First, we must adhere to openness, cooperation and mutual benefit. Second, promoting industrial synergy and land-sea intermodal transport is essential. Third, we should strengthen trust and promote people-to-people exchanges. 

Sun Yanhong: Currently, the world is undergoing rapid changes, with escalating geopolitical competition and a complex interplay of great power rivalry and cooperation, leading to a profound restructuring of global supply chains. Given the respective economic weight of China and Europe, the importance of economic and trade cooperation has become even more prominent. China-Europe economic and trade cooperation is gradually upgrading from the flow of goods to industrial linkages. The practices of the two ports demonstrate that China and Europe not only possess vast potential for mutual benefit and win-win outcomes, but can also work together to make significant contributions to stabilizing global supply chains.

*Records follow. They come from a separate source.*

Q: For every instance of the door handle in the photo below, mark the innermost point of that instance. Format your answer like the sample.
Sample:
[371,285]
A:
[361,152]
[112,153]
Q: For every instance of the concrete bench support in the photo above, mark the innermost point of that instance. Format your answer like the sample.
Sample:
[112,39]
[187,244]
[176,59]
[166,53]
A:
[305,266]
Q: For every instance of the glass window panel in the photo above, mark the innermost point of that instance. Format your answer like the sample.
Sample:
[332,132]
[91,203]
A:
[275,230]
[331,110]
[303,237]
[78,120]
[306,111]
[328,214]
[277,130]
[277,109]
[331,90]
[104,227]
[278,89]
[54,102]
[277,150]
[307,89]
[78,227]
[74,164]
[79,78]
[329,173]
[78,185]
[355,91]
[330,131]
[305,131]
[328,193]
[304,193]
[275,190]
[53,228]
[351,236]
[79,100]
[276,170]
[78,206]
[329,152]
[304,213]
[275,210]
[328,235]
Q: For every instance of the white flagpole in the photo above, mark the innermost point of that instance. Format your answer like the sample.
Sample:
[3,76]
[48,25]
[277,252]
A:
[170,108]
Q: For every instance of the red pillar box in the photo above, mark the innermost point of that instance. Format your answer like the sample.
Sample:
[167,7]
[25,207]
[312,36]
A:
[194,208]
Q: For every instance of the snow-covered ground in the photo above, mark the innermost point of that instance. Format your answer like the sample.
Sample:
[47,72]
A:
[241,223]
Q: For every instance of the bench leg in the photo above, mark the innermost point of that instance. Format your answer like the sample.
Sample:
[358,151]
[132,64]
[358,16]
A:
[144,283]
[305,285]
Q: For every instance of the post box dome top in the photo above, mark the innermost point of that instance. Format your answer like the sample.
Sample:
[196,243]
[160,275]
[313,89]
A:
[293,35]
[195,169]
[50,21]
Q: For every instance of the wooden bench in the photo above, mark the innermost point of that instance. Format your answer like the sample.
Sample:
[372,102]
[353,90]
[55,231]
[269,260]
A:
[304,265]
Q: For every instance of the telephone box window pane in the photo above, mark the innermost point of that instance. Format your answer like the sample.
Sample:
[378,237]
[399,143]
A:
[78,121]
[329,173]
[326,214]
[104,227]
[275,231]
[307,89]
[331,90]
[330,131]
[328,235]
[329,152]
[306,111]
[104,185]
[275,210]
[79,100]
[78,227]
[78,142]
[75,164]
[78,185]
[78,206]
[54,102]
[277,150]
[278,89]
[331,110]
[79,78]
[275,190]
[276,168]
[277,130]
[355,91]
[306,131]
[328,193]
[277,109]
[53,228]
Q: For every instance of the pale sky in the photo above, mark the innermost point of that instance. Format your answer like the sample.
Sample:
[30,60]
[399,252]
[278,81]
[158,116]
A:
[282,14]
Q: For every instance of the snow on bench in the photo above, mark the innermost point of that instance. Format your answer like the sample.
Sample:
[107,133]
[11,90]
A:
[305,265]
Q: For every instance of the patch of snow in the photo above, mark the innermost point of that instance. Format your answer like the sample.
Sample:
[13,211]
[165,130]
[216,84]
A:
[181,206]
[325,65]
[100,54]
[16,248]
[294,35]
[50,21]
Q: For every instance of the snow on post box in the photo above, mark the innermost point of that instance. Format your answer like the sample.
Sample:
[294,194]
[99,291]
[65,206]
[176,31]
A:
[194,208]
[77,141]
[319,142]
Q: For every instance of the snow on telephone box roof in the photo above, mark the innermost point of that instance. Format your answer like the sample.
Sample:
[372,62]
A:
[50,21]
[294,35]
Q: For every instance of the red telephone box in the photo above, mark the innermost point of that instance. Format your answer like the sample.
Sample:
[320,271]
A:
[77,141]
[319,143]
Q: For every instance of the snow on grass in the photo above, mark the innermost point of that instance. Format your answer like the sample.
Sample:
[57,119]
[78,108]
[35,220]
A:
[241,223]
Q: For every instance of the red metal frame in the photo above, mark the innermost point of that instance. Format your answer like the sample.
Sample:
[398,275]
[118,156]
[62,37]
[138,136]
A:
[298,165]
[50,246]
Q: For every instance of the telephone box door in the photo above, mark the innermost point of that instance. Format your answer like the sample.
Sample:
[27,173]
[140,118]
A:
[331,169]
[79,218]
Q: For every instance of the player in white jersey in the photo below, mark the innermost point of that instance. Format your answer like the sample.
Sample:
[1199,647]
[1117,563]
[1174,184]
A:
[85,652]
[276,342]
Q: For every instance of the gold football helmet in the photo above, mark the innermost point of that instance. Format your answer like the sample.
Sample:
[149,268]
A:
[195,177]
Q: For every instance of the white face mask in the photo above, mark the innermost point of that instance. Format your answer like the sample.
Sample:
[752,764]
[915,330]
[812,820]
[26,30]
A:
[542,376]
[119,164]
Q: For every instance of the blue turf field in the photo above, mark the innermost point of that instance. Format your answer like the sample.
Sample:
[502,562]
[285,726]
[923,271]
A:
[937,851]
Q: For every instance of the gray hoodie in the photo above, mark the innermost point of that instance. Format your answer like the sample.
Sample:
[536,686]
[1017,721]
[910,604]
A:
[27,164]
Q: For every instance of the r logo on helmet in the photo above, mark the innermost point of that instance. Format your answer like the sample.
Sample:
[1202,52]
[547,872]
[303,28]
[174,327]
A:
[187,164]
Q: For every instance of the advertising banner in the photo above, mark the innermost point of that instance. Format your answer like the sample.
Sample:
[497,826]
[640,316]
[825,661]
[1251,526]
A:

Helga Zepp-LaRouche: In both cases, in Hamburg and Piraeus, the success of these ports and their home cities is largely due to their trade relations with China.
Nowadays, the international order is undergoing profound changes, which makes it all the more important to establish a new global security and development order which indeed takes into account the security and development interests of all countries on the planet into account.

The most comprehensive proposal in this respect comes from the Global Governance Initiative. Within that framework, the specific relationship between China and Europe can have a prominent function. 

As the German philosopher Gottfried Wilhelm Leibniz already discussed in 1697 in his Novissima Sinica, the cooperation between China and Europe is "a singular plan of the fates." 

Let us therefore cooperate to realize Leibniz's vision.